DIW-Konjunkturbarometer
Ökonomen sehen keine Gefahr für Aufschwung

Nach den schwachen Wachstumszahlen für das Frühjahr wächst die Zahl derer, die mit Zuversicht in das zweite Halbjahr blicken. Das Deutsche Institut für Wirtschaftsforschung geht in seiner ersten Prognose für das dritte Quartal von einer "Fortsetzung des Aufschwungs" aus. Ernste Gefahren aufgrund der Turbulenzen an den Finanzmärkten sehen die Institutsökonomen nicht.

doh DÜSSELDORF. Die deutsche Wirtschaft gewinnt im laufenden dritten Quartal im Vergleich zum zweiten Vierteljahr leicht an Tempo. Das sagt das Konjunkturbarometer des Deutsche Instituts für Wirtschaftsforschung (DIW) voraus. Es prognostiziert einen Anstieg des Bruttoinlandsproduktes (BIP) um 0,4 Prozent nach 0,3 Prozent im zweiten Vierteljahr.

Damit stützt das Barometer die Aussage, die Ökonomen mehrheitlich mit Blick auf das zweite Halbjahr vertreten: Sie bezeichnen den Aufschwung trotz des schwachen zweiten Quartals als intakt und rechnen mit einer Zunahme der Wachstumsdynamik. Auch die Bankvolkswirte von Barclays Capital, die monatlich ein Konjunkturbarometer exklusiv für das Handelsblatt berechnen, erwarten eine Tempoerhöhung im laufenden Quartal. Sie sind mit einem BIP-Zuwachs von 0,7 Prozent im Vorquartalsvergleich allerdings deutlich optimistischer als das DIW.

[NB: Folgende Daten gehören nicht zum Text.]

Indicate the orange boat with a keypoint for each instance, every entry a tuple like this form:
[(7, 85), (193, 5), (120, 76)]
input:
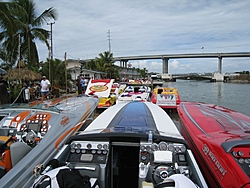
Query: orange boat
[(33, 131)]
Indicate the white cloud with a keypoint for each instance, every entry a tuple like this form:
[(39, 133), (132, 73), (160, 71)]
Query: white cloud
[(152, 28)]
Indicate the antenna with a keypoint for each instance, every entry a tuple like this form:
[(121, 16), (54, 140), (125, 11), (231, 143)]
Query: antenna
[(109, 35)]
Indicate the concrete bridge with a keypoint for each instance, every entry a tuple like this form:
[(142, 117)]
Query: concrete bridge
[(165, 58)]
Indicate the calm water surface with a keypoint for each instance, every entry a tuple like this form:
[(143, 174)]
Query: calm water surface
[(230, 95)]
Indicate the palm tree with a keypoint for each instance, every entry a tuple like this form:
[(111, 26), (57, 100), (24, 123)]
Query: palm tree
[(20, 25), (105, 63)]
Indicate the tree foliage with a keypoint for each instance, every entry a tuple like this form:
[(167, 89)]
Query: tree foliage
[(20, 28)]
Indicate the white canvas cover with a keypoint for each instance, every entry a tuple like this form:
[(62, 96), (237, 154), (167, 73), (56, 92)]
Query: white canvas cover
[(100, 88)]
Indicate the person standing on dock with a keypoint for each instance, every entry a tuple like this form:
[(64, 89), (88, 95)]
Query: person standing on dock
[(45, 84)]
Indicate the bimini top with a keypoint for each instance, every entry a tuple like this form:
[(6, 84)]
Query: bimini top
[(134, 117)]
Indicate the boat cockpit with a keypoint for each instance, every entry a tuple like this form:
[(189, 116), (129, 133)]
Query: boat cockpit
[(127, 156)]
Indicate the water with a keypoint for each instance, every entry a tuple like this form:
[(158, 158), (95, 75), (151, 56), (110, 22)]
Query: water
[(230, 95)]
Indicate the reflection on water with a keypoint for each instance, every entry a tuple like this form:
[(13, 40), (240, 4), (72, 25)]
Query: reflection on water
[(230, 95)]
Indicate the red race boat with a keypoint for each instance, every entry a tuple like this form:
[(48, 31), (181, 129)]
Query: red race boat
[(220, 140)]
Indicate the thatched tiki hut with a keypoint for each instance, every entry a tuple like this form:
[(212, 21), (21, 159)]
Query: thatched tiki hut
[(22, 73), (18, 76)]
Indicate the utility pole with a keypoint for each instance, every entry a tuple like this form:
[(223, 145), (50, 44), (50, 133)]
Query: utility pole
[(51, 46), (108, 34), (19, 53)]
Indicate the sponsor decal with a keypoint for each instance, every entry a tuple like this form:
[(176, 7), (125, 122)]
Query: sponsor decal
[(65, 121), (220, 171), (166, 99)]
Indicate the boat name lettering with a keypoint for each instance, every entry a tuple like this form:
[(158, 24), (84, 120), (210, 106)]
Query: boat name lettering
[(212, 157), (65, 121)]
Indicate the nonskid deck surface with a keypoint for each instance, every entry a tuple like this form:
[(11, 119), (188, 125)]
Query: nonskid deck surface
[(116, 149), (43, 127)]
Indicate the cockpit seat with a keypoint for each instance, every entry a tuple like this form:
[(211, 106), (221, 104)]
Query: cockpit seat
[(65, 176), (94, 183), (17, 151), (176, 181)]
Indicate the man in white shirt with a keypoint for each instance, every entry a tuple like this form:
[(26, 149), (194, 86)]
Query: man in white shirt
[(45, 84)]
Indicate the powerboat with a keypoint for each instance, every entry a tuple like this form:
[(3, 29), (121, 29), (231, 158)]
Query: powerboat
[(34, 132), (135, 92), (220, 140), (105, 89), (133, 144), (166, 97)]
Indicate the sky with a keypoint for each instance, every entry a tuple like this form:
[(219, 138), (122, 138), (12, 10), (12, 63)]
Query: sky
[(86, 28)]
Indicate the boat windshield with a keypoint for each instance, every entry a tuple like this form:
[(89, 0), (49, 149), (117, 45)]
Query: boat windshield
[(38, 106), (126, 129)]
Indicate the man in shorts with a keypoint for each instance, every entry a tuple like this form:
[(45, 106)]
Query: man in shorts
[(45, 84)]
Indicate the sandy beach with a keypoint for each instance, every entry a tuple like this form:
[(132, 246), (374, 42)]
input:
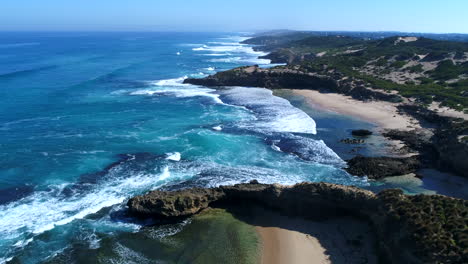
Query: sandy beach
[(286, 246), (296, 240), (384, 114)]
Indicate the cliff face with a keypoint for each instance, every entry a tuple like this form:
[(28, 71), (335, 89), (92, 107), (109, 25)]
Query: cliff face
[(410, 229)]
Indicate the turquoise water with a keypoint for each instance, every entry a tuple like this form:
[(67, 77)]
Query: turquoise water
[(88, 120)]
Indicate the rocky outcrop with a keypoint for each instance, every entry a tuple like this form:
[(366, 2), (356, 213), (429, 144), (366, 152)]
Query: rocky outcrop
[(410, 229), (317, 199), (293, 77), (380, 167), (441, 147), (173, 204)]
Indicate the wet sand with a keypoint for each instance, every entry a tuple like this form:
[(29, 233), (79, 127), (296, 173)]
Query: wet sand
[(287, 239), (384, 114)]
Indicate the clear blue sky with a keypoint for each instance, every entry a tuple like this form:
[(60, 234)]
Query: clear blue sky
[(216, 15)]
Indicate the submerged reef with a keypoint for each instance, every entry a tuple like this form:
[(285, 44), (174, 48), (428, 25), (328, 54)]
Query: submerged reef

Ausschlaggebend für die Zuversicht der Zunft ist unter anderem die anhaltend positive Entwicklung des Arbeitsmarktes, der den privaten Konsum ankurbeln dürfte. Nach Einschätzung des DIW bleibt das produzierende Gewerbe, ohne die Bauwirtschaft, die „kräftigste Triebfeder des gesamtwirtschaftlichen Wachstums“. Zuletzt hätten nahezu alle Produktionsindices im weniger schwankungsanfälligen Zweimonatsvergleich nach oben gezeigt. Auch die Auftragseingänge legten weiterhin zu, insbesondere bei den Investitionsgüterproduzenten. Für die Bauwirtschaft rechnet das Berliner Wirtschaftsforschungsinstitut mit einer leichten Erholung, die vor allem auf den Wirtschaftsbau zurückzuführen sein dürfte. Im Frühjahr hatte die Bauwirtschaft noch maßgeblich für den Konjunkturdämpfer gesorgt. Der saisonübliche Rückprall hatte sich auf Grund des milden Winters um einige Monate verschoben.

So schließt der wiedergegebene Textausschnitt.